Umeke's was a revelation. Tuna fish flesh is transformed into something like toro at the price of a salad. It is a local favourite and almost obscene in its casualness. I rate this poke over Ono Seafood and Kyung's Seafood in Honolulu and I recommend avoiding the "traditional" Hawaiian poke altogether which is outragously salty.

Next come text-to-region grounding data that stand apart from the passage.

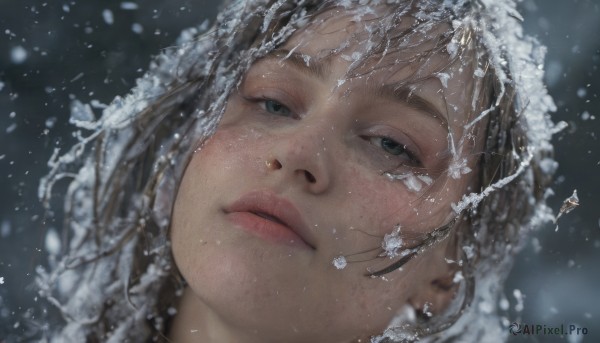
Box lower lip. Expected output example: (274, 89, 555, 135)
(226, 212, 312, 249)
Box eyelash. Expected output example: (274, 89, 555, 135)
(249, 96, 423, 169)
(261, 98, 296, 118)
(367, 137, 422, 167)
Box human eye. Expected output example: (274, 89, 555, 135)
(262, 99, 294, 118)
(368, 136, 422, 167)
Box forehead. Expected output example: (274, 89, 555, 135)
(284, 5, 454, 64)
(273, 6, 475, 126)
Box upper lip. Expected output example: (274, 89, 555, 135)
(224, 190, 316, 249)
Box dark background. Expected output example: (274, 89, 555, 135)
(0, 0, 598, 341)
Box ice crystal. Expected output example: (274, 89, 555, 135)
(447, 157, 471, 180)
(384, 172, 431, 192)
(462, 245, 474, 259)
(371, 305, 419, 343)
(446, 40, 458, 58)
(69, 99, 97, 129)
(435, 72, 450, 88)
(333, 256, 348, 269)
(555, 189, 579, 223)
(452, 270, 464, 283)
(452, 149, 534, 213)
(539, 157, 559, 175)
(381, 225, 404, 258)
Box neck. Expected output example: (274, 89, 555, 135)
(167, 287, 366, 343)
(168, 287, 261, 343)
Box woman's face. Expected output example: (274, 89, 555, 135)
(171, 8, 482, 343)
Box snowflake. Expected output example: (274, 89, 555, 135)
(381, 225, 403, 258)
(333, 256, 347, 269)
(448, 157, 472, 179)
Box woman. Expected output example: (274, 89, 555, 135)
(37, 0, 560, 342)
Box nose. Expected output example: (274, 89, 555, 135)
(265, 125, 333, 194)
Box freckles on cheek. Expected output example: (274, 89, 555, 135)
(341, 166, 416, 234)
(195, 126, 265, 172)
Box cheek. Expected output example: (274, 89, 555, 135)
(336, 164, 470, 240)
(193, 124, 269, 177)
(337, 165, 428, 234)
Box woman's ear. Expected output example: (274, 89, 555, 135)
(408, 268, 459, 319)
(408, 239, 460, 318)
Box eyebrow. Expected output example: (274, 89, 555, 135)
(261, 49, 449, 129)
(375, 85, 449, 130)
(265, 49, 331, 81)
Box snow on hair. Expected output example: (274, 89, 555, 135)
(34, 0, 560, 342)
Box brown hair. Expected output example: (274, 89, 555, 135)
(38, 1, 556, 342)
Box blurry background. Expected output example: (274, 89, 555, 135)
(0, 0, 597, 341)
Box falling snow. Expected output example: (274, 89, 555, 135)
(513, 289, 524, 312)
(120, 2, 139, 10)
(0, 220, 10, 238)
(10, 46, 28, 64)
(45, 228, 61, 255)
(45, 117, 57, 128)
(4, 0, 587, 342)
(132, 23, 144, 34)
(580, 111, 594, 121)
(102, 9, 114, 25)
(5, 123, 17, 134)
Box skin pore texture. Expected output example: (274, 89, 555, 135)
(169, 7, 485, 343)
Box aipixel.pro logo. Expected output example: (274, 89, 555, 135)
(509, 322, 588, 337)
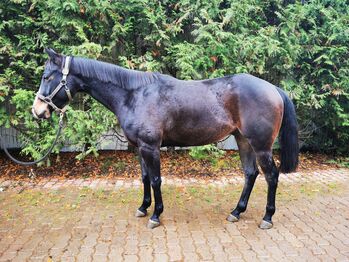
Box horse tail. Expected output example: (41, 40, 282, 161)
(276, 87, 299, 173)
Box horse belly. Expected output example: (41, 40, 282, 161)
(162, 119, 236, 147)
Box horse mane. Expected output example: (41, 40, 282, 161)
(72, 57, 157, 90)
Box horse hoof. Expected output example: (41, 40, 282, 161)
(259, 220, 273, 229)
(147, 219, 160, 229)
(135, 209, 147, 217)
(226, 214, 239, 222)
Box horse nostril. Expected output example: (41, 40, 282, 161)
(37, 111, 46, 119)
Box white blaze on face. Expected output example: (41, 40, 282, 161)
(32, 96, 51, 119)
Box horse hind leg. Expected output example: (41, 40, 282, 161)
(240, 127, 279, 229)
(254, 149, 279, 229)
(227, 132, 259, 222)
(227, 131, 280, 229)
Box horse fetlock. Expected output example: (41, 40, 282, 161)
(142, 197, 151, 208)
(236, 202, 247, 213)
(155, 203, 164, 214)
(265, 205, 276, 216)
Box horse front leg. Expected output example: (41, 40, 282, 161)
(135, 157, 152, 217)
(138, 142, 163, 229)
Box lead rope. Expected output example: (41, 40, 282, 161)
(0, 112, 65, 166)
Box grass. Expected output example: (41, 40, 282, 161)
(326, 157, 349, 168)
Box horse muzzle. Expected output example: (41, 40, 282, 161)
(32, 97, 51, 119)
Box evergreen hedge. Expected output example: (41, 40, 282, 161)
(0, 0, 348, 160)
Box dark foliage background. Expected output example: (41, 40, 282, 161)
(0, 0, 348, 159)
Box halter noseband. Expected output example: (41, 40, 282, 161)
(36, 56, 73, 113)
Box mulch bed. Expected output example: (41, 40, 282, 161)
(0, 150, 343, 182)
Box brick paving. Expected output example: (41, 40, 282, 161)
(0, 168, 348, 261)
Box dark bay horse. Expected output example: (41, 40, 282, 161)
(32, 49, 299, 229)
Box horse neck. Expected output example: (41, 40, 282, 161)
(70, 57, 154, 119)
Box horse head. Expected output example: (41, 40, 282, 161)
(32, 48, 77, 119)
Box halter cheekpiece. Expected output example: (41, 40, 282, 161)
(36, 56, 72, 113)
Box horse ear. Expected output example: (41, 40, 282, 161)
(45, 47, 62, 66)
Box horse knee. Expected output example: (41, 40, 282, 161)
(150, 177, 162, 189)
(142, 175, 150, 184)
(244, 169, 259, 185)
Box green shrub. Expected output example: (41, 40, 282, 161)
(189, 144, 225, 165)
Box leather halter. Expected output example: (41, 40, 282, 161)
(36, 56, 73, 113)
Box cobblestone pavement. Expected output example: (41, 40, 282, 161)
(0, 168, 348, 261)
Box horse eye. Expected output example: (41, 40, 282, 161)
(44, 75, 54, 81)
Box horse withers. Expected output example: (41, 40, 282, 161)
(32, 49, 299, 229)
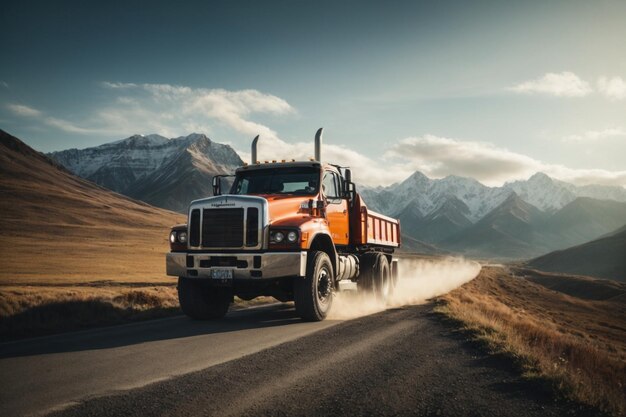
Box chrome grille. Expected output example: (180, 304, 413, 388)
(187, 195, 267, 250)
(202, 208, 244, 248)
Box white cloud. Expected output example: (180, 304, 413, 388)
(597, 76, 626, 100)
(8, 83, 295, 139)
(100, 82, 294, 140)
(385, 134, 626, 187)
(385, 135, 540, 185)
(563, 127, 626, 142)
(7, 83, 625, 188)
(508, 72, 592, 97)
(7, 103, 42, 117)
(43, 117, 103, 134)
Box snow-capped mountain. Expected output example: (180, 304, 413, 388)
(362, 171, 626, 221)
(125, 135, 243, 212)
(49, 133, 243, 212)
(361, 171, 626, 260)
(361, 171, 513, 222)
(503, 172, 626, 212)
(49, 134, 184, 193)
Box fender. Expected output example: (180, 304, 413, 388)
(305, 231, 338, 276)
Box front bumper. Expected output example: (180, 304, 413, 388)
(166, 251, 307, 280)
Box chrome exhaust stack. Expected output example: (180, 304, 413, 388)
(315, 128, 323, 163)
(251, 135, 259, 164)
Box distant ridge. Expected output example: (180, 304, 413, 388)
(527, 225, 626, 281)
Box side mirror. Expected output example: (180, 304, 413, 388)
(343, 169, 355, 201)
(347, 182, 356, 204)
(212, 176, 221, 196)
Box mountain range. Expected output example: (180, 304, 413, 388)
(361, 171, 626, 259)
(47, 133, 626, 261)
(49, 133, 242, 212)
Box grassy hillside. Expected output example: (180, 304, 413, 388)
(0, 130, 186, 339)
(0, 129, 185, 284)
(436, 266, 626, 416)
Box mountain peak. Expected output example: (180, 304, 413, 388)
(407, 170, 429, 182)
(174, 133, 211, 144)
(528, 172, 553, 184)
(111, 133, 169, 147)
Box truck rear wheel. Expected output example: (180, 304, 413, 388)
(294, 251, 333, 321)
(357, 253, 391, 302)
(178, 277, 231, 319)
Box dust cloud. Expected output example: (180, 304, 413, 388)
(328, 257, 481, 320)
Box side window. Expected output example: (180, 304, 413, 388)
(322, 171, 339, 198)
(235, 178, 249, 194)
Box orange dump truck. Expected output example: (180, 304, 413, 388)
(166, 129, 401, 321)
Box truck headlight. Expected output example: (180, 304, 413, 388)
(178, 231, 188, 244)
(287, 231, 298, 242)
(270, 229, 299, 245)
(273, 231, 285, 243)
(170, 231, 177, 243)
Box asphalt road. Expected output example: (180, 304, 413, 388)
(0, 303, 337, 416)
(1, 302, 602, 417)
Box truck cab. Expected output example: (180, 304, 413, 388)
(167, 129, 400, 321)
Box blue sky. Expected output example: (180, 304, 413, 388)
(1, 0, 625, 186)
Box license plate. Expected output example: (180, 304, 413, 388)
(211, 269, 233, 280)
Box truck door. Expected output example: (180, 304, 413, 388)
(322, 171, 349, 245)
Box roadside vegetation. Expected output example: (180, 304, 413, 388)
(0, 285, 180, 341)
(436, 266, 626, 417)
(0, 284, 279, 341)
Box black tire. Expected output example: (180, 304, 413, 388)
(294, 251, 334, 321)
(178, 277, 231, 319)
(357, 253, 391, 302)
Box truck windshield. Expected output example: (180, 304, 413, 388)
(231, 167, 320, 195)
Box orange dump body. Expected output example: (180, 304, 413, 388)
(349, 193, 401, 248)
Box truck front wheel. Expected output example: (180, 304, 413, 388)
(178, 277, 231, 319)
(294, 251, 334, 321)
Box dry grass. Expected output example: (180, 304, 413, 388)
(0, 284, 181, 341)
(0, 284, 280, 341)
(436, 266, 626, 416)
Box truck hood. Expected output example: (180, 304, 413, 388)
(259, 194, 313, 224)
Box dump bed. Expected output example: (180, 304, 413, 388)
(350, 194, 401, 248)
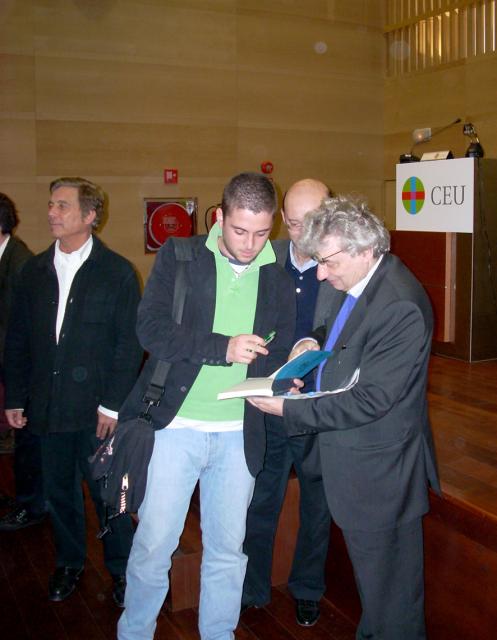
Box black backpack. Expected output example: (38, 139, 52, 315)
(89, 237, 193, 534)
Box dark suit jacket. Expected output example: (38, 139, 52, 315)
(0, 235, 32, 366)
(4, 235, 143, 434)
(283, 253, 440, 532)
(120, 234, 296, 477)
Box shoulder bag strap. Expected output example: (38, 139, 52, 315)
(142, 238, 193, 407)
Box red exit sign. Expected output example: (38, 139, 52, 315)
(164, 169, 178, 184)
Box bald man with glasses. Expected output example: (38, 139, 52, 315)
(242, 179, 334, 627)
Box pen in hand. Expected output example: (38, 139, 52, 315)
(263, 330, 276, 345)
(246, 330, 276, 353)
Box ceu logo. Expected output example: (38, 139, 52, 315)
(402, 177, 425, 215)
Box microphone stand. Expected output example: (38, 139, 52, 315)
(399, 118, 461, 163)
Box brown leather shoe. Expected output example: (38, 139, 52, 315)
(48, 567, 84, 602)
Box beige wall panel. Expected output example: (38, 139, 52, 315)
(383, 179, 396, 230)
(0, 119, 36, 176)
(238, 70, 382, 133)
(0, 1, 34, 55)
(384, 64, 466, 134)
(141, 0, 234, 10)
(237, 0, 383, 28)
(36, 121, 237, 178)
(0, 54, 35, 114)
(237, 127, 383, 191)
(334, 182, 384, 216)
(475, 114, 497, 159)
(327, 0, 384, 28)
(237, 11, 383, 77)
(466, 54, 497, 119)
(34, 1, 236, 66)
(0, 0, 385, 280)
(237, 0, 329, 19)
(35, 57, 237, 125)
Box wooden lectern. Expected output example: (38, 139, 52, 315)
(392, 158, 497, 362)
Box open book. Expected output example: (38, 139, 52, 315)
(217, 350, 332, 400)
(283, 367, 360, 399)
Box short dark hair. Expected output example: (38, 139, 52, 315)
(49, 177, 105, 229)
(221, 172, 277, 217)
(0, 192, 19, 234)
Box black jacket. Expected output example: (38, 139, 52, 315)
(0, 235, 32, 367)
(4, 236, 143, 434)
(120, 234, 296, 477)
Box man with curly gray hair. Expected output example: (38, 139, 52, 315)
(249, 195, 440, 640)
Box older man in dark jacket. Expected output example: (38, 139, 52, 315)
(3, 177, 142, 607)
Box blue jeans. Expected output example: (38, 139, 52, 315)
(118, 428, 255, 640)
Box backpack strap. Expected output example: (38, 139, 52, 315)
(141, 237, 194, 412)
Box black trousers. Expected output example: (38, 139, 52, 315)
(40, 430, 134, 576)
(242, 414, 331, 605)
(14, 427, 46, 517)
(343, 518, 426, 640)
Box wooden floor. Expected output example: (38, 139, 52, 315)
(1, 353, 497, 639)
(428, 355, 497, 518)
(0, 489, 356, 640)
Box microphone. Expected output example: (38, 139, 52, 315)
(463, 122, 484, 158)
(400, 118, 461, 163)
(412, 118, 462, 145)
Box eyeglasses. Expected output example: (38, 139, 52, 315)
(285, 220, 304, 230)
(312, 249, 343, 265)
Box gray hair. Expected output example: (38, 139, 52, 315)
(297, 195, 390, 259)
(50, 177, 105, 229)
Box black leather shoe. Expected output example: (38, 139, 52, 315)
(0, 492, 15, 510)
(112, 574, 126, 608)
(48, 567, 84, 602)
(240, 600, 262, 615)
(0, 507, 46, 531)
(295, 599, 320, 627)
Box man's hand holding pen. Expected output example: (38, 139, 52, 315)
(226, 331, 276, 365)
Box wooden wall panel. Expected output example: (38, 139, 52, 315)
(35, 58, 237, 125)
(0, 54, 35, 114)
(238, 71, 383, 133)
(0, 120, 36, 176)
(0, 1, 34, 55)
(237, 11, 383, 77)
(238, 128, 383, 192)
(36, 121, 238, 177)
(33, 1, 236, 65)
(0, 0, 384, 282)
(237, 0, 383, 27)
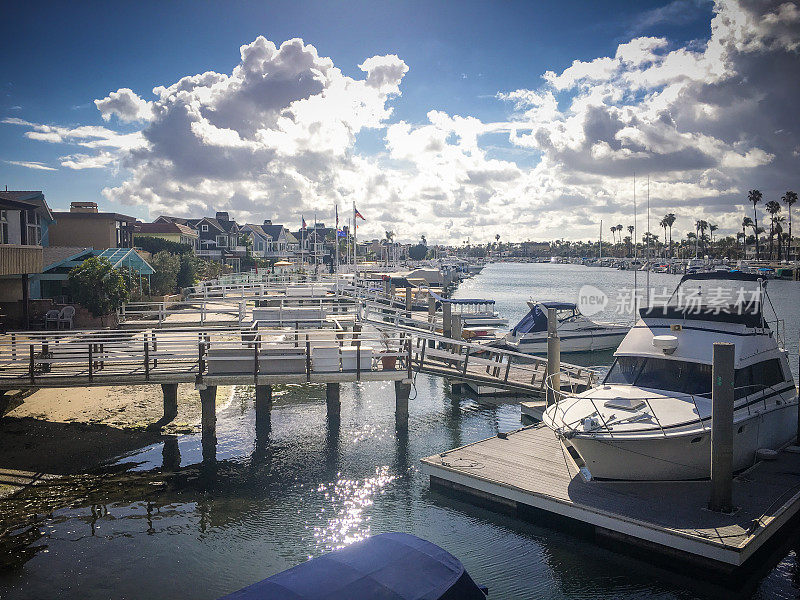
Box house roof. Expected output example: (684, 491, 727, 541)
(196, 217, 226, 233)
(136, 222, 198, 237)
(0, 191, 54, 220)
(95, 248, 155, 275)
(42, 246, 93, 271)
(244, 224, 272, 240)
(52, 210, 136, 222)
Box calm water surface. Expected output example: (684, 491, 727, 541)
(1, 263, 799, 599)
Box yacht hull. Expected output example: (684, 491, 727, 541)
(568, 402, 798, 480)
(510, 329, 628, 353)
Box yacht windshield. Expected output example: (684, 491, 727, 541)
(604, 357, 712, 396)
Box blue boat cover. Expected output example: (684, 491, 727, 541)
(511, 302, 575, 335)
(220, 533, 486, 600)
(428, 290, 495, 305)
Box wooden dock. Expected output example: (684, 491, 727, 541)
(421, 424, 800, 572)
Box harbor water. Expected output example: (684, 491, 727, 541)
(1, 262, 799, 599)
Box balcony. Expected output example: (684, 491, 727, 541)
(0, 244, 43, 276)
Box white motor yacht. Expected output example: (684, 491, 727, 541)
(542, 272, 798, 481)
(504, 301, 629, 353)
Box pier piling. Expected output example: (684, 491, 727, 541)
(255, 384, 272, 431)
(546, 308, 560, 406)
(405, 285, 413, 312)
(709, 342, 735, 513)
(161, 383, 178, 423)
(395, 380, 410, 429)
(199, 385, 217, 462)
(326, 382, 341, 418)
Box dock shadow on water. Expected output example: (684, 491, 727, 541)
(0, 370, 799, 598)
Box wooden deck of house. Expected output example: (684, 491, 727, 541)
(421, 424, 800, 572)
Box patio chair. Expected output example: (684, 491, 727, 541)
(58, 306, 76, 330)
(45, 310, 61, 329)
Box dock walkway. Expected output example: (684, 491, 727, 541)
(421, 424, 800, 571)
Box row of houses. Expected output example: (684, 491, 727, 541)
(1, 191, 359, 326)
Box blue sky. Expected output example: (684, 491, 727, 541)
(2, 1, 796, 243)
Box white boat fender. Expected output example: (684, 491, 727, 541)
(582, 417, 599, 431)
(756, 448, 778, 460)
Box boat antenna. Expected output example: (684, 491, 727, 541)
(646, 175, 651, 307)
(633, 172, 637, 315)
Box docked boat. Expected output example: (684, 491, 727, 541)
(504, 301, 629, 353)
(219, 533, 487, 599)
(542, 272, 798, 481)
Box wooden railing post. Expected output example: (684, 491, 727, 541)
(88, 344, 93, 380)
(29, 344, 34, 384)
(144, 339, 150, 380)
(306, 339, 312, 382)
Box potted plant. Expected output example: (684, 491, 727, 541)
(379, 331, 397, 370)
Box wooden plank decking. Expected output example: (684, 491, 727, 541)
(421, 424, 800, 571)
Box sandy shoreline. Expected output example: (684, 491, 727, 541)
(0, 384, 231, 480)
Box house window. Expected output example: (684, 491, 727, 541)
(0, 210, 8, 244)
(216, 235, 227, 248)
(26, 211, 41, 246)
(201, 224, 209, 232)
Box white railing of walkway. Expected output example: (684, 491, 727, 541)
(119, 297, 359, 326)
(0, 326, 411, 386)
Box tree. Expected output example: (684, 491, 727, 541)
(176, 255, 197, 289)
(134, 236, 193, 255)
(782, 190, 797, 261)
(149, 251, 181, 296)
(765, 200, 781, 260)
(742, 216, 753, 258)
(67, 257, 131, 322)
(659, 218, 668, 258)
(748, 189, 762, 260)
(664, 213, 676, 258)
(709, 224, 718, 256)
(626, 225, 634, 257)
(408, 244, 427, 260)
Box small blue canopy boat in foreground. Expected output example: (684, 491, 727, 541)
(220, 533, 487, 600)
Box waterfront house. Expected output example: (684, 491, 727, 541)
(242, 220, 299, 259)
(0, 190, 55, 326)
(48, 202, 136, 250)
(135, 221, 199, 251)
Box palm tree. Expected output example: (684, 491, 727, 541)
(765, 200, 781, 260)
(782, 190, 797, 261)
(616, 223, 623, 255)
(748, 189, 762, 260)
(660, 217, 669, 258)
(610, 225, 617, 249)
(741, 216, 753, 259)
(709, 224, 718, 257)
(626, 225, 634, 257)
(775, 216, 786, 260)
(664, 213, 676, 259)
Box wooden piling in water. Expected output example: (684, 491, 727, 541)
(199, 385, 217, 462)
(709, 342, 735, 513)
(546, 308, 560, 406)
(326, 382, 341, 418)
(161, 383, 178, 423)
(395, 380, 410, 429)
(255, 384, 272, 431)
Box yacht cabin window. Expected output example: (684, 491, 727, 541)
(604, 357, 712, 395)
(605, 356, 786, 398)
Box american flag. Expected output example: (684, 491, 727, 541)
(354, 207, 366, 221)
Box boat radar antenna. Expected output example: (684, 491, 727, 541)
(646, 175, 651, 307)
(633, 173, 637, 315)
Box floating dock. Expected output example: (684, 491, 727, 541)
(421, 424, 800, 573)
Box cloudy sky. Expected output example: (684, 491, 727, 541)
(1, 0, 798, 244)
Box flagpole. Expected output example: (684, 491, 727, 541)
(335, 203, 339, 276)
(353, 202, 357, 283)
(301, 215, 305, 274)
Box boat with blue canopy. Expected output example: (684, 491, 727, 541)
(502, 301, 629, 353)
(219, 533, 487, 600)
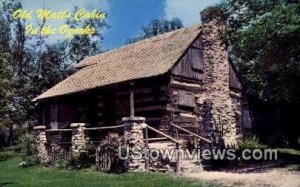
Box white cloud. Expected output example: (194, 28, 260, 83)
(164, 0, 220, 25)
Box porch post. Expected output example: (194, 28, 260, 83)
(71, 123, 87, 155)
(122, 82, 147, 171)
(122, 116, 146, 172)
(34, 125, 48, 163)
(130, 83, 135, 117)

I have fond memories of driving across Saddle Road. It runs along the valley created by Mona Kea and Mona Loa and takes roughly 2 hours from west to east. The rolling hills dares you to drive enthusiatically and the landscape ranges from desert yellow, moon black lava, marsh fog and tropical thunder. This may not be the sole reason for driving along this road, but you'll find reason enough when you're there.

Kauai Island

The Kalalau trail starting at Ke'e beach is as gorgeous as it is difficult. The trail was a steep, rocky, muddy ribbon around the Na Pali coast line. North facing, the coast is sun drenched, looking out to infinity through rainforest trees. This is a whole day hike that I wish I could have completed, but I am grateful to have tried anyway. On the way there Hanalei Beach was a worthwhile visit to speculate what life would be like for the epically wealthy (see also Princeville), the cost of nestling at the foot a lush mountain with expansive soft white sand in front. Many parts of The Descendants were also filmed here and I think it is George Clooney's finest performance.

Kalalau Valley

Kalalau Lookout is a lengthy drive from the western roads and as you wound clockwise back up towards the Na Pali Coast you encounter Waimea Canyons. Everyone will tell you it's like the Grand Canyon. Once you get past the canyons the vista over and into Kalalau Valley is tremendous and I think at this point I realised I don't have suitable adjectives to describe that type of blue.

Poipu Beach



There were many things I've left out like ascending Mona Kea, swimming with manta rays, Savage Shrimp and constantly surrounded by free ranging chickens. Whilst I found those experiences just as meaningful, this post needs to ship.

The state of Hawai'i is an amazing set of distinct climates, cultural background chained together to form a fascinating archipelago. I cherish every minute of my time there with Fiona.